Solving the inverse Ising problem by mean-field methods in a clustered phase space with many states

In this work we explain how to properly use mean-field methods to solve the inverse Ising problem when the phase space is clustered, that is, many states are present. The clustering of the phase space can occur for many reasons, e.g., when a system undergoes a phase transition, but also when data are collected in different regimes (e.g., quiescent and spiking regimes in neural networks). Mean-field methods for the inverse Ising problem are typically used without taking into account the eventual clustered structure of the input configurations and may lead to very poor inference (e.g., in the low-temperature phase of the Curie-Weiss model). In this work we explain how to modify mean-field approaches when the phase space is clustered and we illustrate the effectiveness of our method on different clustered structures (low-temperature phases of Curie-Weiss and Hopfield models).

Figure 1

Inference of couplings in the CW model with $N=100$ and two different values of the number $M$ of input configurations. We see that the nMF method with all the input data is good only for $\beta <{\beta }_c=1$. For $\beta >{\beta }_c$ the phase space separates into two states and the nMF method with two clusters gives much better performance (although it fails badly at high temperature).
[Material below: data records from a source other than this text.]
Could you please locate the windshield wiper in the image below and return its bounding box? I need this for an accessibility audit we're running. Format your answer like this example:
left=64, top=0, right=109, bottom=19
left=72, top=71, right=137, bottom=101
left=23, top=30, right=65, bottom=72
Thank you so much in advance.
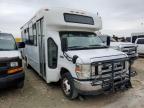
left=89, top=45, right=108, bottom=48
left=68, top=46, right=89, bottom=49
left=0, top=48, right=13, bottom=51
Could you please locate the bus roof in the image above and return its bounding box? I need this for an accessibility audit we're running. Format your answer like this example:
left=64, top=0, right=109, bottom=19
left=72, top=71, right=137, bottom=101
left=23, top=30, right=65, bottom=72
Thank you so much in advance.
left=21, top=8, right=102, bottom=31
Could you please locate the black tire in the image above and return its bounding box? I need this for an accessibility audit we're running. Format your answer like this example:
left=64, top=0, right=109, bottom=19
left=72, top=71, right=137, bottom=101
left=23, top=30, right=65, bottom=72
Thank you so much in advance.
left=25, top=57, right=31, bottom=69
left=61, top=73, right=78, bottom=100
left=16, top=81, right=24, bottom=89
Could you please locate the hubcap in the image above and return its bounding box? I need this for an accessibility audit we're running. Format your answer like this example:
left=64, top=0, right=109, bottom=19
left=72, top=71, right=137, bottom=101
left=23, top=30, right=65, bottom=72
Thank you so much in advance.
left=63, top=78, right=71, bottom=95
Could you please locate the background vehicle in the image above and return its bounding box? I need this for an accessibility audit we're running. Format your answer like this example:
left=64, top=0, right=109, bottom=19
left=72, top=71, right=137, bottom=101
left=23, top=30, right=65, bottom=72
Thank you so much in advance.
left=21, top=8, right=131, bottom=99
left=0, top=33, right=24, bottom=88
left=131, top=32, right=144, bottom=43
left=100, top=35, right=138, bottom=61
left=135, top=38, right=144, bottom=55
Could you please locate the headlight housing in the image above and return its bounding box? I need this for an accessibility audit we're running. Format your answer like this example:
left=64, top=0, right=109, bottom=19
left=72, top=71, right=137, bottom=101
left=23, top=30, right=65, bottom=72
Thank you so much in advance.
left=75, top=65, right=91, bottom=79
left=112, top=46, right=122, bottom=51
left=125, top=61, right=130, bottom=73
left=10, top=62, right=18, bottom=67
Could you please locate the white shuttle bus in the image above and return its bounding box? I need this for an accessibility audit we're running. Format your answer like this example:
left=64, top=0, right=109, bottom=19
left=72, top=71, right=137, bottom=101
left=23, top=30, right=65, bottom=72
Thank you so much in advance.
left=21, top=8, right=131, bottom=99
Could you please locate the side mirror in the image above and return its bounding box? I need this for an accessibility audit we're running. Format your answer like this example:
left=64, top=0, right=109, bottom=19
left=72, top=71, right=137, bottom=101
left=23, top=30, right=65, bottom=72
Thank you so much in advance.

Inference methods, like PLM and nMF with density clustering, that take correctly into account the clustering of input configurations provide the best estimate in the entire temperature range, both above and below the transition temperature. In the left inset, we show how the inferred magnetic field at $\beta =1.6$ decreases when increasing the number of samples ($M\in [{10}^3,{10}^6]$) used for the inference process via nMF with $K$-means clustering and $K=2$. In the right inset the same inferred magnetic field is plotted vs $\beta$, for $M={10}^4,{10}^5$.

Figure 2

Main panels: errors in inferring couplings in Hopfield models with $P=2$ uncorrelated (top), correlated (center), and anticorrelated (bottom) patterns. The comparison is between MF methods with clustered data (either $K$-means or density clustering) and PLM. In the inset of the top panel, we show that the likelihood of the clustering algorithm suggests to take one cluster below ${\beta }_c\approx 1.1$ and four clusters above ${\beta }_c$. In the inset of the bottom panel we show the magnetic field inferred by nMF + clustering, which is very small in both phases.

Figure 3

Errors on inferring couplings in the Hopfield model with three patterns (and thus six minima). We observe again that our algorithm, based on MF methods applied to clustered data, achieves its best performance when input data are split in six clusters. We also put for comparison the results obtained when the clustering is done many times with different initial conditions (labeled “many IC”) and then we picked the clustering having the largest likelihood. In this case, the error matches the error obtained when putting each configuration in the correct cluster. We can see that our method performs its best at almost any $\beta$ value, but at few points where it is particularly difficult to find the best clustering. In the inset we see that likelihood maximization suggests to use one cluster for $\beta <{\beta }_c$ and six clusters for $\beta >{\beta }_c$.